Do silêncio

Talvez um dos dramas interiores mais peculiares pelos quais uma pessoa pode passar seja o de perceber certas verdades e não conseguir explicá-las às outras pessoas. Embora as palavras às vezes possam amenizar o problema, isto tem pouco a ver com a oratória ou a habilidade literária (ou a falta destas coisas), porque há também momentos (não raros) em que as palavras agravam o problema e mais confundem do que esclarecem.

Há um frase célebre de Wittgenstein que diz «onde não se pode falar, aí é preciso calar». Seria um conselho supimpa se o diálogo interior não fizesse parte da natureza mesma da mente: tão logo a percepção da realidade se conclui, a mente começa a se desdobrar num jogo dialético interminável, em busca de frases, fórmulas, julgamentos, slogans.

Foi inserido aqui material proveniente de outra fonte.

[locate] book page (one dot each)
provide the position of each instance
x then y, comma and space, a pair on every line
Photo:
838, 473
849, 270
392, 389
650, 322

Querer falar, mesmo quando não se pode, é algo genuinamente humano.

Onde não se pode falar, oras, buscam-se palavras adequadas (conforme ensina Olavo de Carvalho).

Místicos, mesmo os que não conhecem Wittgenstein, dirão que o silêncio a que o filósofo austríaco se refere é contemplativo. Ok. Mas eis que em algum momento você precisará olhar nos olhos de outra pessoa e dizer coisas sérias — suponhamos, coisas que não aconteceram, mas que você sentiu e que, portanto, não são menos verdadeiras apenas porque não se manifestaram como sons de sininhos ou como uma fome devastadora ou como uma topada num móvel num quarto escuro.

*

Quando Pôncio Pilatos perguntou a Jesus «quid est veritas?», o Nazareno silenciou. A verdade estava ali, encarnada, inteira e plena diante de Pilatos, que, ao invés de reconhecê-la, me vem com um «posso ver o cardápio?».

Eu também peço o cardápio. A maioria das pessoas pede. Mas no fundo todos queremos ver a verdade encarnada diante de nós, mesmo que isso signifique ajoelhar, silenciar e chorar.